As someone who struggles with choosing which shows to do when and why, I know how complicated a question that is. I’m not sure that there is a perfect formula for choosing relevant and engaging shows. But opening up discussion of the pitfalls and problems with the process is a good thing for all of Fresno’s theatrical artists.

paiadd says:

I believe you totally missed the point of the play. Fresno misses a lot of what is going on in the rest of the world. This was an amazing choice considering where we live. I am sure that the senior citizins in the audience were challanged by Peter and Drew’s building relationship,reference to “sick” aids issues, the way people react to the mentally ill we see homeless on our streets daily.Thank you J. Daniel for giving us something beautifully done, and thought provoking. This is still the American reality brought to the stage, everything isn’t bread and butter theater.. Thank God.

Donald Munro says:

A few observations from Donald:

1. I’m aware of the educational mission of a university theater program — and how difficult it can be to balance conflicting pedagogical, community and box-office factors. I elaborated on the theater department’s season in its entirety not to mock it — I have strongly supported many older plays produced at the university in the past — but to make the point that when Fresno State chose this title for its “contemporary slot,” which it appears to have done with “Eastern Standard,” it could have made a stronger selection. I don’t think this play was a daring choice at all, as some commenters have suggested, and to laud the selection of a 22-year-old play that hasn’t aged well as somehow being daring because of “where we live” is a weak argument, I think. (There are many, many plays that would have been far more daring, or at least more contemporary.) One piece of information I didn’t include in my review, because of space, is that a production of “Eastern Standard” was performed at Fresno State in 1991 (not by the theater department but by the now-defunct Fresno Public Theater.) Director Brad Myers then re-staged it, also on campus, in 1993 for the Contemporary Theatre Company. Cutting-edge this show in 2010 is not.

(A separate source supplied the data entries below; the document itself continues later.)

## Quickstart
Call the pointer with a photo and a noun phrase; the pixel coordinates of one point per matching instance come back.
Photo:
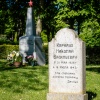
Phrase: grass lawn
(31, 83)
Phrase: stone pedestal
(67, 72)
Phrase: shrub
(6, 49)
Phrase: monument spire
(30, 3)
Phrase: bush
(6, 49)
(93, 55)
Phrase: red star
(30, 3)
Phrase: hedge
(92, 54)
(6, 49)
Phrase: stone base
(64, 96)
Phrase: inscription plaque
(66, 63)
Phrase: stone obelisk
(30, 44)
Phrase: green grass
(31, 83)
(25, 83)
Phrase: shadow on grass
(94, 69)
(23, 79)
(91, 95)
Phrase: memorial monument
(67, 73)
(30, 43)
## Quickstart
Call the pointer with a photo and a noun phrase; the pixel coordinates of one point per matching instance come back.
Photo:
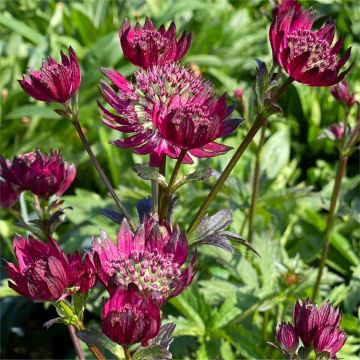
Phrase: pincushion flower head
(42, 270)
(54, 82)
(151, 259)
(168, 109)
(145, 46)
(306, 55)
(129, 318)
(42, 174)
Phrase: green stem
(256, 182)
(258, 123)
(330, 221)
(76, 123)
(165, 201)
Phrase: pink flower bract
(306, 55)
(145, 46)
(167, 110)
(54, 82)
(42, 270)
(151, 259)
(129, 318)
(42, 174)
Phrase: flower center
(149, 271)
(301, 41)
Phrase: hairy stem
(75, 122)
(76, 342)
(256, 182)
(258, 123)
(330, 221)
(166, 198)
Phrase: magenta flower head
(306, 320)
(42, 174)
(329, 339)
(42, 270)
(338, 130)
(54, 82)
(306, 55)
(8, 194)
(341, 92)
(151, 259)
(287, 337)
(145, 46)
(167, 110)
(129, 318)
(82, 272)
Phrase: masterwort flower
(145, 46)
(42, 270)
(167, 110)
(306, 55)
(129, 318)
(54, 82)
(42, 174)
(151, 259)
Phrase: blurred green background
(230, 312)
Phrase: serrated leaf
(147, 172)
(198, 175)
(93, 337)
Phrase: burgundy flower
(330, 339)
(338, 130)
(306, 320)
(145, 46)
(82, 272)
(54, 82)
(129, 318)
(167, 110)
(287, 337)
(42, 174)
(306, 55)
(151, 259)
(341, 92)
(8, 194)
(42, 270)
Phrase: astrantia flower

2. Relevance is in the eye of the beholder, of course. “Eastern Standard” is a show about wealthy Manhattan yuppies. Maybe it’s my problem because I’ve seen so many plays (and movies and TV shows) about a similar demographic. Similarly, a couple of decades in the evolution of HIV/AIDS is a huge chunk of time. A lot of things have changed: treatment, societal attitudes, demographic trends, etc. On the HIV/AIDS timeline, “Eastern Standard” is a history play, and Fresno State already has the vintage-theater angle covered quite well this season, I’d say.

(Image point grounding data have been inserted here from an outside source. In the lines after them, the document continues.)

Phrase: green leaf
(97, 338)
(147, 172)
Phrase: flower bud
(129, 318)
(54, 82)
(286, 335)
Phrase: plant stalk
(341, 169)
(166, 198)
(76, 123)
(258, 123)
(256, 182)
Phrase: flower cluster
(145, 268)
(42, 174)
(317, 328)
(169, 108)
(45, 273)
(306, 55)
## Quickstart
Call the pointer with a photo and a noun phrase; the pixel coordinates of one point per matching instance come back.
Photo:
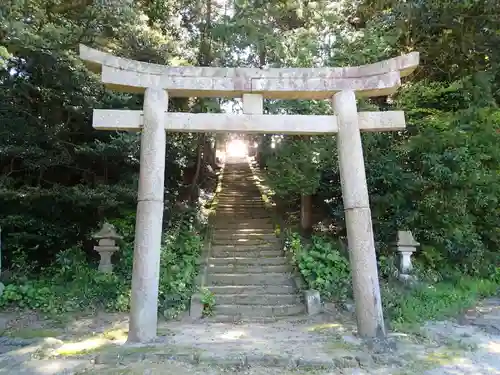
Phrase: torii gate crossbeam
(340, 85)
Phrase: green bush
(406, 307)
(72, 284)
(322, 265)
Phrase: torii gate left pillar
(341, 85)
(149, 219)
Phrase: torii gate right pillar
(358, 219)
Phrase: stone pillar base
(196, 307)
(313, 302)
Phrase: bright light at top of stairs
(237, 148)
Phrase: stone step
(245, 231)
(239, 249)
(240, 216)
(241, 206)
(245, 261)
(249, 279)
(245, 241)
(232, 268)
(252, 289)
(259, 310)
(238, 319)
(261, 223)
(258, 299)
(232, 235)
(236, 207)
(248, 254)
(239, 198)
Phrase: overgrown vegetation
(324, 265)
(72, 285)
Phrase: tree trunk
(195, 190)
(306, 209)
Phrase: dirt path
(326, 344)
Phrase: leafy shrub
(72, 284)
(322, 265)
(433, 301)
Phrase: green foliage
(71, 284)
(179, 259)
(322, 265)
(406, 307)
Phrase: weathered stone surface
(358, 218)
(308, 83)
(148, 230)
(196, 307)
(112, 119)
(313, 302)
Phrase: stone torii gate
(340, 85)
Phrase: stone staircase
(247, 270)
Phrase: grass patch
(410, 307)
(33, 333)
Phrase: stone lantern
(405, 246)
(107, 237)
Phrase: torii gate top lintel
(377, 79)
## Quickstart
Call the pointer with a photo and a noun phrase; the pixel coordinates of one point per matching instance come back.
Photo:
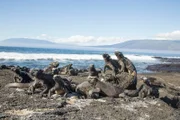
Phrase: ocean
(41, 57)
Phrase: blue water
(41, 57)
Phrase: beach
(15, 103)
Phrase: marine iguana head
(119, 55)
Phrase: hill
(147, 44)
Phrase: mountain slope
(148, 45)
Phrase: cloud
(175, 35)
(82, 40)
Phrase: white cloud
(175, 35)
(82, 40)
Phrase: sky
(90, 22)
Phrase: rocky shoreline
(16, 103)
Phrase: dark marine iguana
(61, 86)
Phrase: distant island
(173, 45)
(168, 45)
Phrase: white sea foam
(44, 56)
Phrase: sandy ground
(17, 104)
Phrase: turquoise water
(41, 57)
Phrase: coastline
(16, 104)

3. What’s with the cell-phone references? I didn’t even mention them. I’d better nip this one in the bud before the rumor gets out that I’m pushing for Amanda in “Glass Menagerie” to whip out her iPhone.

4. I do appreciate reader comments. The Internet has made reviews more of a two-way conversation than a one-way street, and I’m glad. I think theater should be an ongoing discussion, and as Heather writes, questions can be good things.

May says:

I find value and relevance in any artistic expression that invites me to contemplate as well as enjoy.

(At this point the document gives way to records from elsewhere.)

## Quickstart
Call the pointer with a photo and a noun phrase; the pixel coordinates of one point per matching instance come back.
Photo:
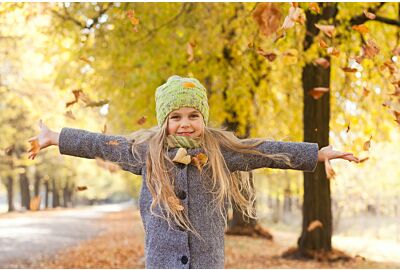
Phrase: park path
(33, 236)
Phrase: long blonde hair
(227, 187)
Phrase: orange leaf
(330, 173)
(268, 17)
(322, 62)
(323, 44)
(81, 188)
(349, 69)
(142, 120)
(369, 15)
(328, 30)
(362, 28)
(199, 160)
(370, 49)
(175, 203)
(313, 225)
(318, 92)
(367, 144)
(314, 7)
(190, 50)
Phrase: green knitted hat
(180, 92)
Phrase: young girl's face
(185, 122)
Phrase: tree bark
(10, 193)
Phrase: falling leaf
(367, 144)
(84, 59)
(362, 28)
(190, 50)
(330, 173)
(369, 15)
(313, 225)
(35, 147)
(142, 120)
(270, 56)
(81, 188)
(314, 7)
(323, 62)
(110, 166)
(104, 130)
(370, 49)
(175, 203)
(295, 15)
(318, 92)
(189, 85)
(69, 114)
(332, 51)
(182, 156)
(323, 44)
(349, 69)
(112, 143)
(328, 30)
(199, 161)
(268, 17)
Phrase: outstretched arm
(301, 156)
(81, 143)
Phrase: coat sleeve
(303, 156)
(85, 144)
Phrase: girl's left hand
(328, 153)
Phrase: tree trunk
(10, 193)
(24, 190)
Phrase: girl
(188, 173)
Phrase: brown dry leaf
(199, 160)
(349, 69)
(270, 56)
(112, 143)
(175, 203)
(313, 225)
(369, 15)
(323, 62)
(69, 114)
(367, 144)
(188, 85)
(268, 17)
(362, 28)
(182, 156)
(328, 30)
(84, 59)
(35, 147)
(330, 173)
(370, 49)
(190, 50)
(142, 120)
(295, 15)
(104, 130)
(318, 92)
(314, 7)
(81, 188)
(333, 51)
(323, 44)
(110, 166)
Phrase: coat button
(181, 194)
(184, 259)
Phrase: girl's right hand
(45, 138)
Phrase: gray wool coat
(167, 247)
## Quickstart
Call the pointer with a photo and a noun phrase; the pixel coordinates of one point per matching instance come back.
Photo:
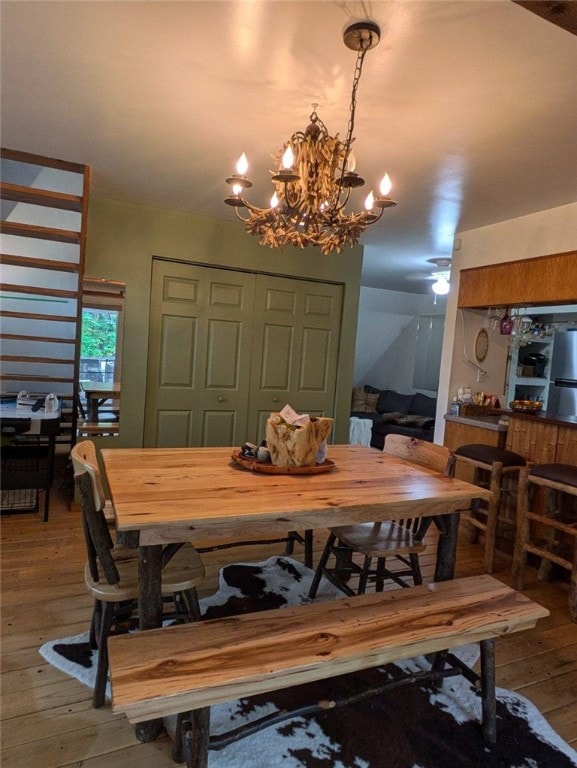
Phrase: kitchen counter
(494, 422)
(545, 417)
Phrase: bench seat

As I watched the play, I was taken back to the late 80s and reminded again of how we thought about and what we thought of the mystery disease. The power of this threat of the unknown was insidious.

So here we are 20+ years later, and while the threat of that disease is no less real, it no longer carries the power of the unknown. And that led me to wonder what the analogous issues might be in our current time. What issues are we now reacting to in ignorance rather than responding to based on knowledge or experience. And, how little time it may take for us to move from reacting to responding.